Después del foco real
Lejos de retirarse tras la ruptura con la princesa, Junot rehízo su vida personal y profesional. En 1987 contrajo matrimonio con la modelo sueca Nina Wendelboe-Larsen, con quien tuvto tres hijos: Victoria, Isabelle y Alexis. Este vínculo, aunque terminó años después, se mantuvo hasta bien entrado el siglo XXI en términos cordiales, y la familia compartió eventos importantes incluso tras la separación.
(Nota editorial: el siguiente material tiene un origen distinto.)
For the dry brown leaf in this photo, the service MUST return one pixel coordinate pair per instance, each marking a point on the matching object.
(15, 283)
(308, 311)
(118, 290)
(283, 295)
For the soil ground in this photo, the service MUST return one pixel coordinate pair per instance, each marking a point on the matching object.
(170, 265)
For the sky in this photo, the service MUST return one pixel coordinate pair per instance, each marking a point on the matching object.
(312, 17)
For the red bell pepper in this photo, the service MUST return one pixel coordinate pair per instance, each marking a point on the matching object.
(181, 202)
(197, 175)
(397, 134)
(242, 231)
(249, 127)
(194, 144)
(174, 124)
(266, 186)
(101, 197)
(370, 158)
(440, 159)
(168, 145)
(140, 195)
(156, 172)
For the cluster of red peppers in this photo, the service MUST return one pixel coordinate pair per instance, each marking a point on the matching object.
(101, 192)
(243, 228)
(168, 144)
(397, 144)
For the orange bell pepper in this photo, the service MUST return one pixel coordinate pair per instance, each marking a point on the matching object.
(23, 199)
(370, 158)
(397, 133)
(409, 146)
En 2005 volvió a convertirse en padre con el nacimiento de Chloé, fruto de su relación con la modelo Helen Wendel, consolidando así una familia numerosa y extendida que permaneció cercana incluso cuando Junot se retiró de la vida pública.
Su vínculo con la Argentina
Junot también tuvo un vínculo intermitente con la Argentina, país que visitó en varias oportunidades, casi siempre combinando negocios y placer, dos territorios que supo habitar con naturalidad. En 1983 se lo vio en el mítico boliche Mau Mau, muy cerca de la modelo Pata Villanueva, una postal perfecta de la noche porteña de aquellos años. Volvió a mediados de los 90 y nuevamente en el año 2000, cuando llegó para promover un fondo de inversión. Durante esa estadía participó de eventos sociales de alto perfil: asistió a una comida de COAS y a una cena de la peña menemista Joaquín V. González en el Círculo Italiano, encuentro al que, como era de esperar, también asistió Carlos Menem.
Últimos años y legado
Con los años, Philippe Junot dejó atrás las portadas de sociedad y las cámaras para centrarse en lo que siempre valoró: su familia, sus amistades y una vida con muchas historias para contar. Se mantuvo activo socialmente en ámbitos más discretos y participó en diversas iniciativas, aunque lejos del foco del principado que lo había catapultado a la fama décadas antes.
Ahora, con su partida a los 85 años, su historia se cierra como la de un hombre que vivió entre el brillo de las élites europeas y la complejidad de las pasiones humanas, marcado para siempre por un matrimonio que, aunque breve, sigue siendo recordado como uno de los más glamorosos y turbulentos de la realeza contemporánea.